The Idea
This idea holds that when ijtihad loses its capacity for renewal, the production of jurisprudence in its living form comes to a halt. The point is not to deny every later effort, but to indicate that inherited formulations can turn into repetition if they become detached from new questions. At that point, generativity weakens, and retrieval prevails over creativity.
Concise Formulation
The exhaustion of ijtihad: halts jurisprudential generativity
Its Place in the Book’s Argument
This idea appears within a critical structure that links the history of religious thought to its contemporary vitality. It represents a diagnostic point in the book, because the argument does not merely describe the tradition; it asks about the causes of stagnation within it. Through this claim, the text moves to the question: why has ijtihad no longer opened up sufficient horizons for understanding?
Why It Matters
The importance of this idea lies in the way it makes jurisprudential stagnation a historical outcome that can be understood, rather than a quick moral judgment.
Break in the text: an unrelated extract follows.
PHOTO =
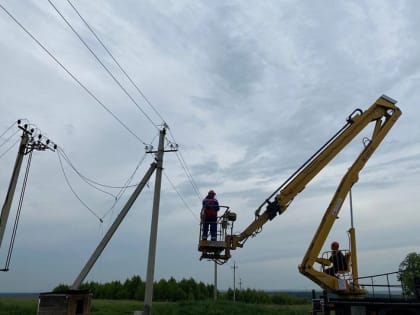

This helps the reader grasp that Arkoun views religious knowledge as a practice that requires continual renewal. When generativity stops, the relationship between society, the text, and ijtihad itself changes.
Reading Questions
- What does the text mean when it links the exhaustion of ijtihad to the halt of generativity?
- Is the critique directed at jurisprudence itself, or at the way it has been handled over time?
Degree of Documentation
Medium: the claim is composed from more than one place within the book’s material.